摘要: 日冕物质抛射(CMEs)作为极具破坏性的空间天气现象，其传播时间精准预报对保障航天器安全、卫星导航及电力网络稳定至关重要。针对现有研究未充分融合LASCO观测图像与文本物理参数的空白，本文提出一套完整的数据融合方案与预报模型。首先通过时间戳匹配，实现255个日冕物质抛射事件的时序图像与19维文本物理特征(含运动学、源区磁场、背景太阳风参数)合并；随后基于迁移学习的ResNet50模型提取图像深度特征，经降维得到5维图像特征，与文本特征拼接形成24维融合数据集。在此基础上，本文构建了XGBoost、随机森林模型，并进一步沿用二者的堆叠集成学习模型。结果显示，堆叠集成学习模型表现最优，在测试集上的平均绝对误差低至7.8048小时，R²达0.7613，显著优于两种单一模型，充分验证了数据融合的有效性与集成学习的互补优势。此外，本文还将该学习模型与经典的DBM模型进行对比分析，发现模型学习趋势与实际物理规律契合，从而检验了模型的有效性。

Abstract: Coronal Mass Ejections (CMEs), as highly destructive space weather phenomena, require precise forecasting of their propagation time to ensure the safety of spacecraft, satellite navigation, and the stability of power networks. Addressing the gap in existing research where LASCO observational images and textual physical parameters have not been fully integrated, this paper proposes a comprehensive data fusion scheme and forecasting model.
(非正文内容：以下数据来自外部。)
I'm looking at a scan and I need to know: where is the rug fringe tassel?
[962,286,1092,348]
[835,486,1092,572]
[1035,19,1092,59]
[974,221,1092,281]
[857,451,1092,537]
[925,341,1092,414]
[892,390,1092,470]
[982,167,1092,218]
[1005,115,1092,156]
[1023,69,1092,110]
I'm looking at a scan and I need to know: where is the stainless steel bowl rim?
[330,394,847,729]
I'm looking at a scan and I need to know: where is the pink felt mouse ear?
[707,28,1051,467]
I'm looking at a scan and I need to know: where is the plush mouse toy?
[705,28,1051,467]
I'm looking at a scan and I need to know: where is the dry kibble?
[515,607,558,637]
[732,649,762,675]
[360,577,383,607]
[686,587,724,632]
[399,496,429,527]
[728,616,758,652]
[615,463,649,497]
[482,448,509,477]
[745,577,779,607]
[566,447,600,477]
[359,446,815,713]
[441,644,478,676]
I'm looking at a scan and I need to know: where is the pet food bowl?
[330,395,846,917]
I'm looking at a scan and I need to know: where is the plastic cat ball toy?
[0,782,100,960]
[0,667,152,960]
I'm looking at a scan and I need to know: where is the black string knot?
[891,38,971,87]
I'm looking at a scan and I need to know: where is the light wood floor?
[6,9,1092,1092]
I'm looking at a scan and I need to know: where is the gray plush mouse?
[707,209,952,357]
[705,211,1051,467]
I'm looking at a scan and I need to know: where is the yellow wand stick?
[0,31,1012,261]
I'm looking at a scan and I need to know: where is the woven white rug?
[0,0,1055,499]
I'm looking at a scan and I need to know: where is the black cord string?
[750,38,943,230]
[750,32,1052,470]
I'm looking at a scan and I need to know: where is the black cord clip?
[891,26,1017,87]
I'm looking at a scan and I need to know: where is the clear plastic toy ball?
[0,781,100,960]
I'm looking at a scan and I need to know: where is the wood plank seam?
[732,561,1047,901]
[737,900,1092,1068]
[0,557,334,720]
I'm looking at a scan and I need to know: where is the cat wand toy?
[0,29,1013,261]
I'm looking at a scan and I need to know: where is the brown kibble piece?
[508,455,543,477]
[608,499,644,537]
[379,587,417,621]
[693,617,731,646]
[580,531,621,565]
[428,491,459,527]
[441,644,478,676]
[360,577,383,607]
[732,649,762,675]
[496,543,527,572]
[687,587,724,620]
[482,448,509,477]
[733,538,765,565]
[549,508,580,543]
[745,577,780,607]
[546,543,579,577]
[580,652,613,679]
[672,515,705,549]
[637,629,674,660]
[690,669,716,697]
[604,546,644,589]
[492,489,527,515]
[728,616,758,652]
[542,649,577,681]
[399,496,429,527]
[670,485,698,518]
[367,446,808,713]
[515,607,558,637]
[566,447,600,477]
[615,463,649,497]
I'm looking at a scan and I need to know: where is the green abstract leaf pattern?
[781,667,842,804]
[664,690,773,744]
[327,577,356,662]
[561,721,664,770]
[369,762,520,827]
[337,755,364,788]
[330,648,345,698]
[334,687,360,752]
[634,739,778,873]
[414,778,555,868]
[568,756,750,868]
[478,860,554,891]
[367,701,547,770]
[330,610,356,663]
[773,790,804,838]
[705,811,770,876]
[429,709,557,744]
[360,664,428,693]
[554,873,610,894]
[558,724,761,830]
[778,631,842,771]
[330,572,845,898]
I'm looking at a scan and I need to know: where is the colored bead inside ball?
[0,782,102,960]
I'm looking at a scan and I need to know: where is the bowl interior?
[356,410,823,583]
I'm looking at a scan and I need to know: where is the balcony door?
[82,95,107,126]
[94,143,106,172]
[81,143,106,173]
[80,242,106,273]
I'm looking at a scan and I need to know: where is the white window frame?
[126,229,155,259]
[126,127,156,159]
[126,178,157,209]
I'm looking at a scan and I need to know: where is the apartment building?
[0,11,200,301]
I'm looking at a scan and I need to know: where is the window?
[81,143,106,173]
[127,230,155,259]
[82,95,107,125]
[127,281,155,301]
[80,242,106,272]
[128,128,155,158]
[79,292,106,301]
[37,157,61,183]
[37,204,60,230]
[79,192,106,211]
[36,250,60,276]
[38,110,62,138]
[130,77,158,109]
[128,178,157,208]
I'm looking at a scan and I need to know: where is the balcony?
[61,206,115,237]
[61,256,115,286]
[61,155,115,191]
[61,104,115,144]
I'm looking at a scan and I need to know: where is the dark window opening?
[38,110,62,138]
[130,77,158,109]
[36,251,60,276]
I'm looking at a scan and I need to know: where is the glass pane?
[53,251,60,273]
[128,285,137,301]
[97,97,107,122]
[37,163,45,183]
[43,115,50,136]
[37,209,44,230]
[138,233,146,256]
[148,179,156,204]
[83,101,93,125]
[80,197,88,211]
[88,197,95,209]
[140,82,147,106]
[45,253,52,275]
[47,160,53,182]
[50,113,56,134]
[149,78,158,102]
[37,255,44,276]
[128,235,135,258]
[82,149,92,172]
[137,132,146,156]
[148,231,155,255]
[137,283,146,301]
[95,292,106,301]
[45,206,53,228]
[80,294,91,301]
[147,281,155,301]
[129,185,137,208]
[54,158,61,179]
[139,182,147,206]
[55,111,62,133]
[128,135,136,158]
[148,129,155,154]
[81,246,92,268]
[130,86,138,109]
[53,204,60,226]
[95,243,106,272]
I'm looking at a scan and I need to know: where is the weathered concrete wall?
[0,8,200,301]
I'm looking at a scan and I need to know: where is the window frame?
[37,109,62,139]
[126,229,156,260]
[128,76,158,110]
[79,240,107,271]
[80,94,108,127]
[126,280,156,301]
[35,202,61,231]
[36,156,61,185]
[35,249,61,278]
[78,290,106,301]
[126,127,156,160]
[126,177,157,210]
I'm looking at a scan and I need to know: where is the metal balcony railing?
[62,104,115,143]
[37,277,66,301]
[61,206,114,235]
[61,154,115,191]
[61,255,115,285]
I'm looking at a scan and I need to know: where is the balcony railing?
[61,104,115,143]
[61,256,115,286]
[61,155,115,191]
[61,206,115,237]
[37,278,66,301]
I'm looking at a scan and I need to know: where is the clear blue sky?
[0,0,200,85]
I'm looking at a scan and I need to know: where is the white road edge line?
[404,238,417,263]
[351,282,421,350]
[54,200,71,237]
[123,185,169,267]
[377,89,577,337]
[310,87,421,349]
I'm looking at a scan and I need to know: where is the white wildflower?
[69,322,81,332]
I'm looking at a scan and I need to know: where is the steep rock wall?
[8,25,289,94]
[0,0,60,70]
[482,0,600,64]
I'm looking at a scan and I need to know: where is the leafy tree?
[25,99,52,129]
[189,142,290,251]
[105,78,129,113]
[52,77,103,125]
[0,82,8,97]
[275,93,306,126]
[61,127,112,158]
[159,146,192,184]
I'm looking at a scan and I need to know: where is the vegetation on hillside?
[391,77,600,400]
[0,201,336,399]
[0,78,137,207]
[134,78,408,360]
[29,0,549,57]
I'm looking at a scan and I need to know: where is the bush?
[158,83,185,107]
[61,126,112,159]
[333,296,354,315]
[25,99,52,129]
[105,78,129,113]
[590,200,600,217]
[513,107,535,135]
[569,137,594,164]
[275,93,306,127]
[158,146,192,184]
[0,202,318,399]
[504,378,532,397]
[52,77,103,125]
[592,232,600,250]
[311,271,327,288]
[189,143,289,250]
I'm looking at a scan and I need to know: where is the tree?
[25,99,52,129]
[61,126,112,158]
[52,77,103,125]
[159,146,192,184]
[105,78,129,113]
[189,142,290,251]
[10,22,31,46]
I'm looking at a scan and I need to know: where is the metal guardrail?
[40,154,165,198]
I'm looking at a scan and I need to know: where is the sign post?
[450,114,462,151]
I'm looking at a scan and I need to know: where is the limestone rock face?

Initially, through timestamp matching, we merge the time-series images of 255 CME events with 19-dimensional textual physical features, encompassing kinematics, source region magnetic field, and background solar wind parameters. Subsequently, we employ a transfer-learning-based ResNet 50 model to extract image deep features, which are then reduced to 5-dimensional image features. These features are concatenated with the textual features to form a 24-dimensional fused dataset. Based on this, this paper constructs XGBoost and Random Forest models, and further employs their stacked ensemble learning model. The results show that the stacked ensemble learning model performs optimally, with an average absolute error as low as 7.8048 hours on the test set and an R² of 0.7613, significantly outperforming the two individual models. This fully validates the effectiveness of data fusion and the complementary advantages of ensemble learning. Furthermore, this paper compares and analyzes this learning model with the classic DBM model, finding that the model learning trend aligns with actual physical laws, thus verifying the model’s effectiveness.